The second volume contains the description of both processes: the slowly developing norms and the ceremonial procedure of feudal relations and a fast de-feudalization of these norms starting at the end of the Ch'un-Ch'iu period, to which Confucius made a major contribution. The first three chapters of the second volume are very specific. They describe step by step the events of the two-and-a-half-century long Ch'un-Ch'iu period. These events are presented with sufficient details. Firstly, because there is available material abundantly year by year reflected in the commentaries on the chronicle. Secondly, because the outline of these events is very interesting and instructive. Though the text is hard to read and keep in memory (it is overloaded with names and events), it makes clear and visible those elements that are usually characteristic for feudal structure. Fathers kill their sons in struggle for the throne and vise versa, brother goes against brother and all this is happening to the accompaniment of glorification of respect for the elders and ancestors, adhering to rituals and other ceremonials. Intrigues, plots, coups, flight of losers if they managed to escape and triumph of victors, permanent feudal wars of aristocrats, whose main activity was exactly war and hunting-that is the outline of the main events. This can be expanded by love stories, adulteries and harem passions, including incest, clashes of powerful aristocratic clans, faithfulness of some and betrayal of others. In other words, the picture is surprising and almost unique in the world history (if we take into account not novels but chronicles with detailed commentaries on them).

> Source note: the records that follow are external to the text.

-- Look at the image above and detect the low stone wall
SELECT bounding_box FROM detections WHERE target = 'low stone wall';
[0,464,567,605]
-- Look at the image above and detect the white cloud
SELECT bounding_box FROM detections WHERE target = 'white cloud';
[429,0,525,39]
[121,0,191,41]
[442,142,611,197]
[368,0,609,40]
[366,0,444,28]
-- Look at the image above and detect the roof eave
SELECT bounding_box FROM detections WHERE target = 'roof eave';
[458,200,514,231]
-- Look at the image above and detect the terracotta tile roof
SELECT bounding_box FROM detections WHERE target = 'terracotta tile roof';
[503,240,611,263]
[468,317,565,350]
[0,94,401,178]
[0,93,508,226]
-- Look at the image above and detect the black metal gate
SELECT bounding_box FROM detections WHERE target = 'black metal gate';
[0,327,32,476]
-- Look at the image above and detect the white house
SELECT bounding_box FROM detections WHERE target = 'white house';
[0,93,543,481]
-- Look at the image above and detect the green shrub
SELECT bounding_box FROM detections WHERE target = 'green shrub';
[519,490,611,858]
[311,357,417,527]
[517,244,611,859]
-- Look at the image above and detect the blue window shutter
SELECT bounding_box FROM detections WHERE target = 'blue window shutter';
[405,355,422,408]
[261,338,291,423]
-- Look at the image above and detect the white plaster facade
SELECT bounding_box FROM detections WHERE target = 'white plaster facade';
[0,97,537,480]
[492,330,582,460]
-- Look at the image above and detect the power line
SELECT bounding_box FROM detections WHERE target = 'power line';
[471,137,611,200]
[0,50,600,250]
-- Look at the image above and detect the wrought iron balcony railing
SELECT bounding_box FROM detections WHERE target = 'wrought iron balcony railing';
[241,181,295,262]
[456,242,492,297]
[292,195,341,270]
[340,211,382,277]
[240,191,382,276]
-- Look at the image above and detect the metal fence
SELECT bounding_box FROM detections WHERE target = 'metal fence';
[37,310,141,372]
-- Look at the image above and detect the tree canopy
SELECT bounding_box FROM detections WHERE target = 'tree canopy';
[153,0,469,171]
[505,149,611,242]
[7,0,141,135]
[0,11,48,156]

The following chapters of the second volume aim at analysing all this rich material from various sides, be it political history, norms of feudal structure, the character of feudal aristocratic wars, the problem of religious ideas and prejudices, forms of the Heaven cult, territorial gods or dead noble ancestors, faithfulness of some and betrayal of others. It also says about rituals among the nobility and the way of life of the common people, which could be learnt, in particular, from the folk songs and poems in the "Book of Songs" (Shih-king). Considerable attention is devoted to the social structure and the scale of rank in the texts, as well as to what extent these ranks corresponded to the realia of the time. Having no aim to characterise each chapter separately, it is important to pay attention to what they all have in common. It is the question of the development of the feudal structure, peculiarities of formation of the new vassal-seigniorial system, in the framework of which the domain of the Chou suzerain-wang, i.e. the Son of Heaven who possessed sacred holiness, was only one of existing political structures far from being a big one.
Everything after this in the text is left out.